Business in the 21st century is being redefined by a data-driven revolution. Take the MIT Media Lab's experiment to see whether it could estimate retail sales performance on "Black Friday," the day following the US Thanksgiving holiday. Instead of waiting for data from the stores themselves, they used location data from mobile phones to infer how many people were in the parking lots of major retailers. Combining this with data on average spend per shopper enabled them to estimate a retailer's sales, even before the company had recorded it themselves.
This is just one example. Judgments that used to depend on human intuition alone are now supported by insights gleaned from complex analyses and predictive modeling. Retailers combine data on demographics and weather to predict sales and develop merchandising plans. Banks and lenders have predictive analytics engines that tell the lender the probability that a customer will pay them back. Housing market price changes can be more accurately predicted from analysis of Google searches than by a team of expert real estate forecasters. Investment is rushing into big data analytics as firms seek to find ways to first understand and then take advantage of the possibilities on offer. There has been a rapid uptake in health care, consumer marketing, crime reduction, agriculture, scientific research, and many other areas.
One area so far relatively untouched is organizational change management. That's not because there isn't a problem to solve. The failure of major transformation projects to deliver the expected benefits is a well-documented phenomenon: many change programs simply do not achieve their business goals.

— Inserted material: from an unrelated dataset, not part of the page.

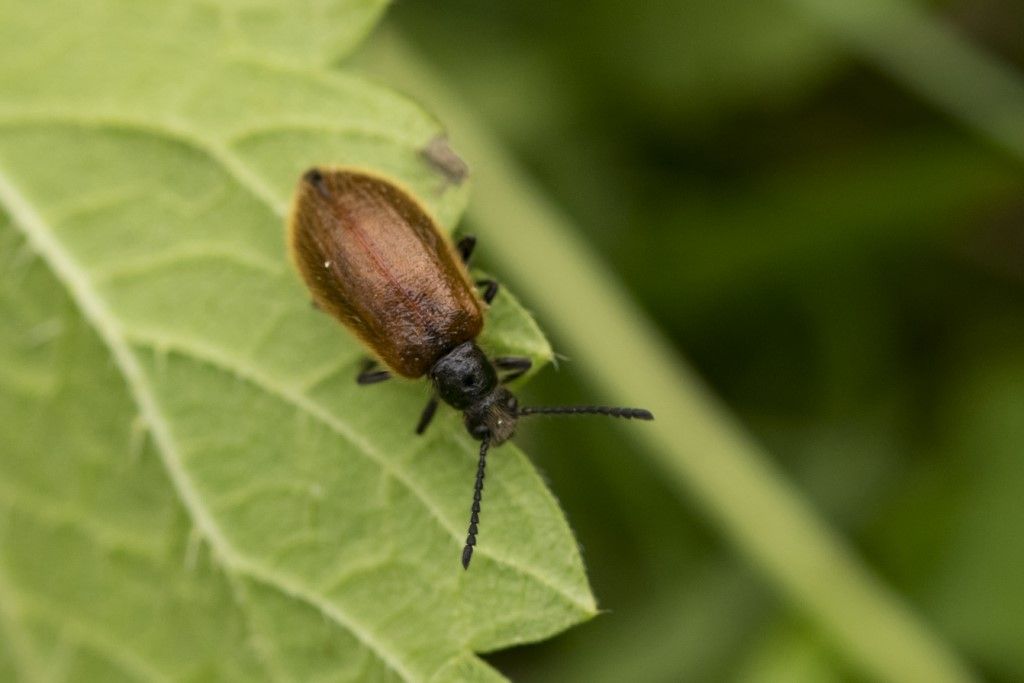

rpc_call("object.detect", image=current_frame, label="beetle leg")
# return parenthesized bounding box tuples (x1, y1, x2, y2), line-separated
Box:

It's time for that to change. The combination of predictive analytics, large data sets, and the processing power of today's computers is starting to transform change management. Just as the discipline of marketing has transformed from soft to hard science in the past 20 years, so too will the practice of change. But before that can happen, we have to understand why data has failed to catch on in change management to date.
A big obstacle is the change management profession itself (of which we are all proud members). To date, change management has not been based on a data-driven model. When a change practitioner talks about data, typically that is qualitative information, generated by a root cause analysis workshop or similar. That's because so many of the issues we deal with have to do with human behavior. These intangible factors like culture, leadership, and motivation do not yield easily to empirical analysis. This makes it difficult to set up controlled experiments to validate cause and effect to demonstrate how specific change interventions deliver the intended outcomes.
Academics may not have helped us. Most models for change management are rooted in research from the 1940s that was originally designed to explain how small groups adapt to change, not large complex organizations. The most popular managerial approach to change management is John Kotter's eight-step model. Researchers have pointed out that though the model makes sense, there has been little empirical data to support it. Subsequent research to validate this model has been unsuccessful. There are also heated academic debates over how to measure leadership effectiveness, motivation, and culture. One recent study by leading academics in the field concluded that there is no agreed definition of "culture" and that the tools used for measuring it were either methodologically flawed or designed to measure something else altogether. These are not the foundations of a proper science that verifies knowledge through experiment and replication of findings in peer-reviewed studies.
When change management process does work, it is due to the work of skilled, experienced professionals who know how to weave together a set of practices to help a business reach its change goals. The issue is that they operate as artisans, not scientists. Change practitioners struggle to reach the levels of proof that are standard in other professions. They enable many successful transformation efforts, but then lack the data to demonstrate the link between cause and effect that marketing or supply chain professional takes for granted. This makes it difficult to justify investment in change management with the rigor that a data-driven CEO or CFO might expect.
The result is a cycle of underperforming transformations; with no data to validate the return on investment, benefits of change management doesn't attract the resources it requires and the outcome is down to the quality of the artisans at work. Improving the tools the artisans use may make for better outcomes, but it won't enable demonstrable cause and effect. Converting change management from an art to a science is the key to unlocking this problem.